About Sounds of the Circle

Sounds of the Circle is a composing, performance, mentoring and archival project that translates for today’s audiences the propulsive musical ideas and strategies that inspired Philadelphia jazz master Odean Pope when he was coming of musical age in North Philadelphia in the 1940s to early 1970s——ideas and strategies that inspire Odean to this day, and that provide enduring fuel for Philadelphia’s singular and evolving jazz legacy.

Odean was 10 years old when his parents moved the family from Ninety-Six, South Carolina to North Philadelphia. Inspired by singing in the Baptist church and by the sounds of the church choirs his mother directed, Odean was already playing the saxophone when he moved north from South Carolina’s low-country. But it was his associations and relationships with young jazz explorers in his North Philly neighborhood that super-charged his musical imagination and launched him on a long and accomplished career in African American experimental and improvised music.

Chief among the cadre of jazz innovators who challenged, encouraged and mentored Odean was Hasaan Ibn Ali (1931-1980), an intense and risk-taking composer, improviser, and pianist who died well before he began to get recognition for his genius. One day while Odean was practicing in his family’s living room, Hasaan walked around the corner and tapped on the front window to invite Odean to come to his parent’s house the following day for some musical exchange. That was the beginning of a close friendship and artistic relationship that had profound and enduring impact on Odean’s aesthetic and imagination.

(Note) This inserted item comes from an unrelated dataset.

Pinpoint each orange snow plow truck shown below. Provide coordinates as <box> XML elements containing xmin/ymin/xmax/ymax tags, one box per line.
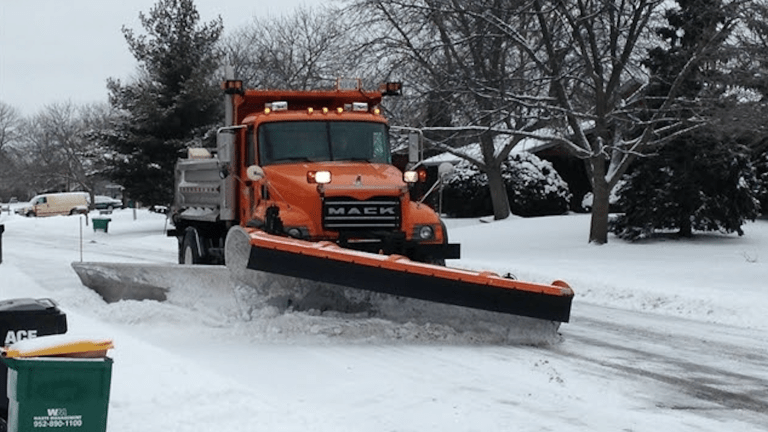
<box><xmin>167</xmin><ymin>78</ymin><xmax>573</xmax><ymax>323</ymax></box>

Odean and Hasaan were in community with other Philly-bred jazz innovators, including John Coltrane, Jymie Merritt, Shirley Scott, Reggie Workman, McCoy Tyner, Lee Morgan, and Benny Golson, as well as less familiar names. They rehearsed and jammed with one another, and galvanized each other’s ideas and techniques, in home basements and living rooms, and in local clubs and after-hours joints in North Philadelphia in the mid-20th Century. This project spotlights those relationships and environments, and the musical ideas they generated. It translates those inspirations into new compositions and relational configurations, including a premier concert at a long-standing North Philly jazz club, community workshops, master classes, and a professional learning community of accomplished local jazz players.